I’m fairly new to PyTorch and I’m trying to extract the features of my training data using a ResNet101 and save them to a dictionary. I will then intend to use this dictionary as a lookup table for another model.
However, I keep running into memory problems after only processing 8 images on a 12GB GPU machine.
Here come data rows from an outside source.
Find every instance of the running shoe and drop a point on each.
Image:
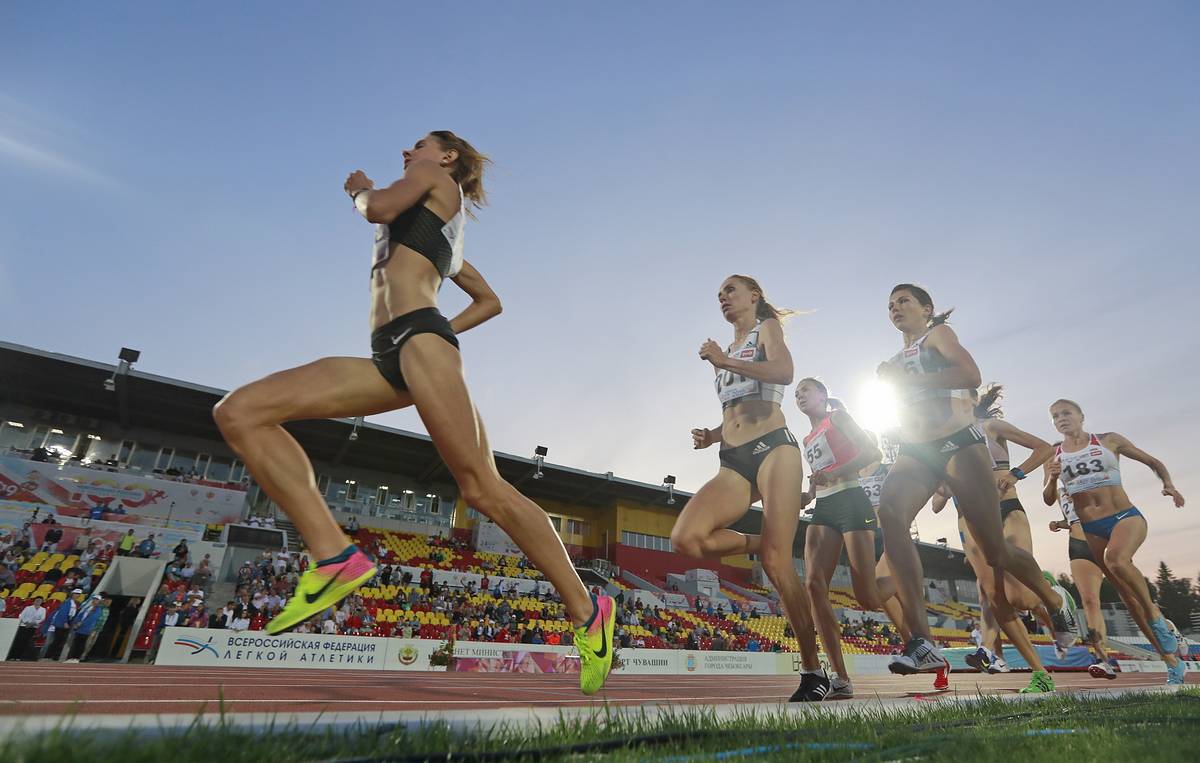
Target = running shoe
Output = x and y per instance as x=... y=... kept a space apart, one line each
x=978 y=660
x=942 y=679
x=1039 y=684
x=814 y=688
x=323 y=586
x=1176 y=673
x=594 y=643
x=840 y=688
x=1167 y=640
x=918 y=656
x=1102 y=670
x=1066 y=624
The for loop is:
splits = ['train2014', 'val2014', 'test2015']
for split in splits:
RES_FILE = os.path.join(D_ROOT, 'BaselineTraining', split, 'baseline_{}_cnn_features.pth'.format(split))
IMAGE_DIR = os.path.join(D_ROOT, 'Images', 'mscoco', split)
images = os.listdir(IMAGE_DIR)
images_path = [os.path.join(IMAGE_DIR, file) for file in images]
res = torch.load(RES_FILE) if os.path.exists(RES_FILE) else {}
for i in progressbar.progressbar(range(len(images))):
#Checkpoint every 2,500 images
if i % 2500 == 0 and i > 0:
torch.save(res, RES_FILE)
image_name, image = images[i], cv2.imread(images_path[i])
if image_name in res:
continue
image = process_image(image)
image = np.expand_dims(image, axis=0)
image = torch.from_numpy(image)
_, H, W, C = list(image.size())
image = image.view(1, C, H, W)
image = image.float()
image = image.cuda()
out = resnet101.forward(image)
#res[image_name] = out.cpu()
print('Successfully processed {}.'.format(split))
print('Successfully processed all images.')
Also, I have noticed that the problem only persists when I uncomment the commented line. Without it, extraction goes smoothly. What is happening here?